①-④ 添加到Leader的本地日志后,要解锁follower的fetch,这样ISR中的follower才能尽快地同步新增的消息.
⑤-⑥ 如果需要ISR中的follower replicas同步数据,则需要创建延迟的ProducerRequest(生产请求),并交给专门的Purgatory处理
⑦ 不需要等待ISR的数据同步,在成功写到Leader之后,就可以返回响应给Producer了

注意这里创建的DelayedProduce和Producer相关的几个对象的关系.

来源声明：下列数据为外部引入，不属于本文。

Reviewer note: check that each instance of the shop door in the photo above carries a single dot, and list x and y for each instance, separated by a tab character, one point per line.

  • produceStatus: 生产者的状态, 主要是TopicAndPartition和ProducePartitionStatus的映射. 会有多个Partition对应自己的状态
  • produceMetadata: 包含了上面的生产者状态, 以及requiredAcks来自Producer的acks设置
  • responseCallback: 回到函数, 来自于appendMessages外面传入的(来源于KafkaApis定义的回调函数<--客户端回调)
  • produceResponseStatus: 最终返回给客户端的响应信息, 在请求完成时, 会把响应状态传给回调函数,然后调用回调函数,完成客户端的回调

ReplicaManager->DelayOperation

这里先简单看下生产请求需要被延迟的场景,后面一篇专门讲为什么需要延迟(以及使用缓存来保存和移除操作)

delayedRequestRequired

在appendToLocalLog后,满足下面的所有条件时,将会产生一个延迟的Produce请求,并且等待replication完成:

  • required acks = -1 : Producer需要等待所有ISR接收数据(这个最重要了,不过由客户端指定的)
  • there is data to append : 有数据(废话,没数据怎么叫生产消息)
  • at least one partition append was successful 至少一个Partition追加成功(一次请求有多个Partition)
  private def delayedRequestRequired(requiredAcks: Short, messagesPerPartition: Map[TopicAndPartition, MessageSet], localProduceResults: Map[TopicAndPartition, LogAppendResult]): Boolean = {
    requiredAcks == -1 && messagesPerPartition.size > 0 && localProduceResults.values.count(_.error.isDefined) < messagesPerPartition.size
  }

DelayedProduce

localProduceResults -> (TopicAndPartition,LogAppendResult) -> ProducePartitionStatus -> ProduceMetadata -> DelayedProduce
本地(Leader)的生产结果 ->           日志追加结果               -> Produce的Partition状态  -> Produce的元数据  -> 延迟的Produce操作

延迟的Produce操作会被ReplicaManager创建(new DelayedProduce),并被ProduceOperationPurgatory监视.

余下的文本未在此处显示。